Résumer les dynamiques néolibérales à du radicalisme de marché est fallacieux. Les acteurs néolibéraux, en Europe et dans le monde, forment une sphère mouvante et diverse. Tout examen de leurs réseaux doit donc d’abord éviter le piège de réductions simplistes. Ce constat vaut particulièrement dans le contexte des luttes pour l’après-Covid.
Résumer les dynamiques néolibérales à du radicalisme de marché est fallacieux. Les acteurs néolibéraux, en Europe et dans le monde, forment une sphère mouvante et diverse. Tout examen de leurs réseaux doit donc d’abord éviter le piège de réductions simplistes. Ce constat vaut particulièrement dans le contexte des luttes pour l’après-Covid.
Source: Djelic and Mousavi 2020, p. 261.
La crise financière mondiale de 2008 a popularisé l’idée que le projet néolibéral pourrait avoir définitivement échoué (« idées zombies ») et que la période actuelle constituerait un interrègne vers le post-néolibéralisme. Moins d’une décennie après la grande crise du capitalisme mondial financiarisé et du néolibéralisme, la pandémie a de nouveau paralysé l’activité économique tandis que, dans de nombreux pays, les systèmes sociaux sont au bord de l’effondrement. À la différence de la crise financière d’il y a dix ans, la crise actuelle peut être vue comme le résultat d’un choc externe. Mais l’impact du virus montre également le mauvais état du système de santé publique dans de nombreux pays, lesquels sont affectés par des décennies d’austérité et par le primat des idées néolibérales d’efficacité économique et de rentabilité. Les grandes puissances se sont montrées incapables de coordonner le développement et la distribution des vaccins face au défi mondial de la pandémie, dévoilant à nouveau l’échec de la préférence donnée à la compétitivité. Au lieu d’unir leurs forces pour faire face à un défi planétaire sous égide des Nations Unies, les principaux pays et blocs régionaux se sont engagés dans une rivalité impérialiste sur les vaccins et dans le nationalisme sanitaire. Assurément, on peut imputer avec raison à la transformation néolibérale du capitalisme des États providence les problèmes croissants actuels de destruction du cadre de vie, d’aggravation des inégalités sociales et de dévastation des infrastructures sociales (Goldman 2005, Malm 2020, Patel et Moore 2017).

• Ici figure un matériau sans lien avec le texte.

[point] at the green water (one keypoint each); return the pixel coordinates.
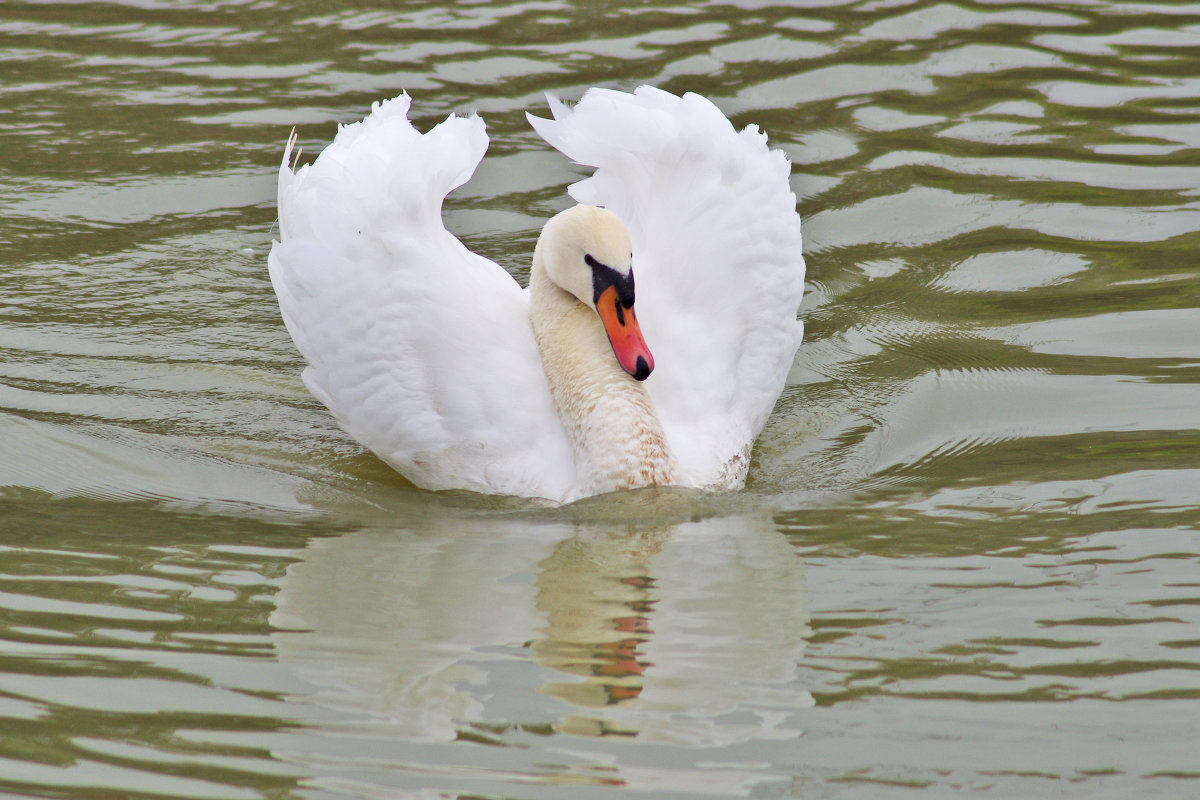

Hélas, il nous faudra attendre de voir les prochaines étapes des crises multiples en cours pour savoir si l’on peut effectivement parler de la crise (terminale) du néolibéralisme. Plus probablement — et cela ne sera pas la première fois —, nous continuerons de vivre sous le néolibéralisme de crise en crise, plutôt que d’en voir la fin : on pense ici à la « marée rose » des gouvernements de gauche qui sont apparus de l’Argentine à la Bolivie en Amérique centrale et du Sud pendant le boom des matières premières des années 2000, marée qui avait cédé la place à un tournant néolibéral autoritaire (Plehwe et Fischer 2019). On pense aussi à l’ambition affichée du « New Labour » de procéder au dépassement du néolibéralisme à la fin des années 1990 en Europe, pour au final laisser les approches néolibérales entrer davantage dans la sphère des politiques de travail et d’emploi (« politiques d’activation » pour le retour sur le marché du travail des bénéficiaires d’aides, développement du travail indépendant sur fond de perte des avantages liés au salariat et d’abandon de la sécurité d’emploi de long terme).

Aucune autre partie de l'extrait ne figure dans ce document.